To a background of NXT and Keiser’s own BnkToTheFuture project (launched with Russell Brand), Keiser regaled students on the virtues of digital currency and the toxicity of traditional markets. However, at one point, seen below, things got shifty.

What followed could be considered a smoke screen tactic, since Keiser failed to answer the question adequately. While he would not be the first Wall Street trader to have knowingly engaged in fraud and gotten away with it, he’s a highly visible one who has come to embrace alternative money like Bitcoin among other cryptocurrencies. Here’s some of his of his rant:

The former Attorney General of America said that Wall Street is beyond prosecution. We’ll never prosecute Wall Street. They can do whatever they want. They’ve legalized criminality. The fact that Clinton, he repealed Glass-Steagle, that was saying “I love fraud.” […] Wall Street is fraud. America is fraud. The world is fraud. Banks are fraud. Central banks are fraud. […] It’s all based on fraud. […] To suggest that there is any moral or ethical aspect to anything that’s going on now is to be completely naive about the fact that we live in an era dominated by financial terrorists. Terrorists. Terrorists. Terrorists. Jihadis of banking. They’re here to kill you and themselves. They don’t care because they’re trained at Madrassas called Princeton, Harvard, and Yale.

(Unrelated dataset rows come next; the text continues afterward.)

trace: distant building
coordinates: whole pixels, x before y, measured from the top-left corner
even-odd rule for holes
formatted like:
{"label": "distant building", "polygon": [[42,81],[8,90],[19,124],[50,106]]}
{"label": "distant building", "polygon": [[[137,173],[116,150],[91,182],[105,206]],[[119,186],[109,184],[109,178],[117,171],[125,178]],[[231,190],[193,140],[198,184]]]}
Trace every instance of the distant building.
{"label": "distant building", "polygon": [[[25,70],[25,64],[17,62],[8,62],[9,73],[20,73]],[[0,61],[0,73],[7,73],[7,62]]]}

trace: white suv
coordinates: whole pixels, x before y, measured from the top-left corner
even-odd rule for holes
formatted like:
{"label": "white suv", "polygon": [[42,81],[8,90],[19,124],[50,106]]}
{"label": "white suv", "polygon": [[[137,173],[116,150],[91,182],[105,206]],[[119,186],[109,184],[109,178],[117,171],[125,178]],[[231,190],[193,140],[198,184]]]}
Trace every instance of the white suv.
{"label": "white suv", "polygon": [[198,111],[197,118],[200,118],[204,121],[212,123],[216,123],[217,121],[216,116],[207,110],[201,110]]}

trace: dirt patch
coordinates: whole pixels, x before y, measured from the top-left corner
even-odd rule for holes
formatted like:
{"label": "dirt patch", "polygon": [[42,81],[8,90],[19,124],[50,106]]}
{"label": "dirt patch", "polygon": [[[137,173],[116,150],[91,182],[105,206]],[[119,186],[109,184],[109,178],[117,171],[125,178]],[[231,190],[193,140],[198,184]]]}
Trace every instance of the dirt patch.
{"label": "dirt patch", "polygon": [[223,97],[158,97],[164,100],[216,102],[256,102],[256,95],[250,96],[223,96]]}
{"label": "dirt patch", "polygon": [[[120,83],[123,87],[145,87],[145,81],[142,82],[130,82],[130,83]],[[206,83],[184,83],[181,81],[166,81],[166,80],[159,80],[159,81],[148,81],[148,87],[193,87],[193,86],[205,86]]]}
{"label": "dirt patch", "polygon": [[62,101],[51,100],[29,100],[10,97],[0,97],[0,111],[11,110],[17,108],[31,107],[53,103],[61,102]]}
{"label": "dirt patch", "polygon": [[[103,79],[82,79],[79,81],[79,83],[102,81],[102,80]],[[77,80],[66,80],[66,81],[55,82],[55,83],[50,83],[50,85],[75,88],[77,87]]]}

They believe in an ideology. Not the Koran. But Adam Smith, that they completely misread and interpret as something to justify them blowing themselves up. And the cost of terrorism is cheap! 9/11 only cost $500,000! […] He’s taking all the jobs away! And you want a way to stop it? There’s only one way to stop it! Raise the interest rates right now! Make the cost of terrorism too high! Do it today! If you don’t, you’re the f***ing terrorist!

Keiser’s passion was such that his microphone began to malfunction as a result of his pitch. The overarching point of the episode seemed to be that banks are engaging in financial terrorism and that the government makes this very easy for them to do. Low interest rates give them easy access to money with which they can, well, terrorize markets, make toxic loans, and generally engage in the sort of behavior which led to the financial crisis out of which Bitcoin was born.

Keiser did not, however, answer the question. Has he ever suffered personally as a result of his own “financial terrorism” back in the day? Likely not.